100000000*20/2.5s = 800Hz, the bus frequency is 1600 MHz, so I suspect with a read and a write for each iteration (assuming some caching), you're memory bandwidth limited as tstenner suggests, and the clock() value shows that most of the time some of your processors are waiting for data. (does anyone know whether clock() time includes such stalls?)
The only thing your thread does is adding some elements, so your application should be IO-bound. When you add an extra thread, you have 2 CPUs sharing the memory bus, so it won't go faster, instead, you'll have cache misses etc.
I believe that your algorithm essentially makes your cache memory useless.
Probably what you are seeing is the effect of (non)locality of reference between the three threads. Essentially because each thread is operating on a different section of data that is widely separated from the others you are causing cache misses as the data section for one thread replaces that for another thread in your cache. If your program was constructed so that the threads operated on sections of data that were smaller (so that they could all be kept in memory) or closer together (so that all threads could use the same in-cache pages), you'd see a performance boost. As it is I suspect that your slow down is because a lot of memory references are having to be satisifed from main memory instead of from your cache.
Not related to your threading issues, but there is a bounds error in your code.
You have:
for(int i=0; i<ARR_SIZE; i++){ arr[i] += arr[i-1];}
When i is zero you will be doing
arr[0] += arr[-1];
Also see herb's article on how multi cpu and cache lines interference in multithreaded code specially the section `All Sharing Is Bad -- Even of "Unshared" Objects...'
As others have pointed out, threads don't necessarily provide improvements to speed. In this particular example, the amount of time spent in each thread is significantly less than the amount of time required to perform context switches and synchronization.
tstenner has got it mostly right.
This is mainly a benchmark of your OS's "allocate and map a new page" algorithm.

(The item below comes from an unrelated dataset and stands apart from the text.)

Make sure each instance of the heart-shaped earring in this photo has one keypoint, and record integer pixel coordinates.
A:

That array allocation allocates 800MB of virtual memory; the OS won't actually allocate real physical memory until it's needed. "Allocate and map a new page" is usually protected by a mutex, so more cores won't help.

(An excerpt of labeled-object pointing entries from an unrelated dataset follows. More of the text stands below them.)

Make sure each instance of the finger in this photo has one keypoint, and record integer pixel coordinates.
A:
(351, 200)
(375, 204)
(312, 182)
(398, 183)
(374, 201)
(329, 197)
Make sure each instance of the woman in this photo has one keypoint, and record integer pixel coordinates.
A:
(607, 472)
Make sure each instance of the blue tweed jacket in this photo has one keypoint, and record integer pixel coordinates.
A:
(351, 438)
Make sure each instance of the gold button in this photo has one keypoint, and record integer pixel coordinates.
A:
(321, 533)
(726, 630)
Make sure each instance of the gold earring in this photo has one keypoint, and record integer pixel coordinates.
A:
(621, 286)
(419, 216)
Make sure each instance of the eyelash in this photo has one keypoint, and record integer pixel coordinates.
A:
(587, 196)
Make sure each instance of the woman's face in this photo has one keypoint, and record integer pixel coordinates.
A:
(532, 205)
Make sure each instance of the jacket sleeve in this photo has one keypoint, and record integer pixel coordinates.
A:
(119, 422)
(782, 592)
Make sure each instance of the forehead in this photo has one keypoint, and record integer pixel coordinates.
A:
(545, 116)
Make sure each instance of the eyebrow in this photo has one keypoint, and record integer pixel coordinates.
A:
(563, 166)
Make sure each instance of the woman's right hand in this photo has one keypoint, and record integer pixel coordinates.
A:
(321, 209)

Your benchmark also stresses the memory bus (minimum 800MB transferred; on OSs that zero memory just before they give it to you, the worst case is 800MB * 7 transfers). Adding more cores isn't really going to help if the bottleneck is the memory bus.
You have 3 threads that are trampling all over the same memory. The cache lines are being read and written to by different threads, so will be ping-ponging between the L1 caches on the two CPU cores. (A cache line that is to be written to can only be in one L1 cache, and that must be the L1 cache that is attached to the CPU code that's doing the write). This is not very efficient. The CPU cores are probably spending most of their time waiting for the cache line to be transferred, which is why this is slower with threads than if you single-threaded it.
Incidentally, the code is also buggy because the same array is read & written from different CPUs without locking. Proper locking would have an effect on performance.
Threads take you to the promised land of speed boosts(TM) when you have a proper vector implementation. Which means that you need to have:
a proper parallelization of your algorithm
a compiler that knows and can spread your algorithm out on the hardware as a parallel procedure
hardware support for parallelization
It is difficult to come up with the first. You need to be able to have redundancy and make sure that it's not eating in your performance, proper merging of data for processing the next batch of data and so on ...
But this is then only a theoretical standpoint.
Running multiple threads doesn't give you much when you have only one processor and a bad algorithm. Remember -- there is only one processor, so your threads have to wait for a time slice and essentially you are doing sequential processing.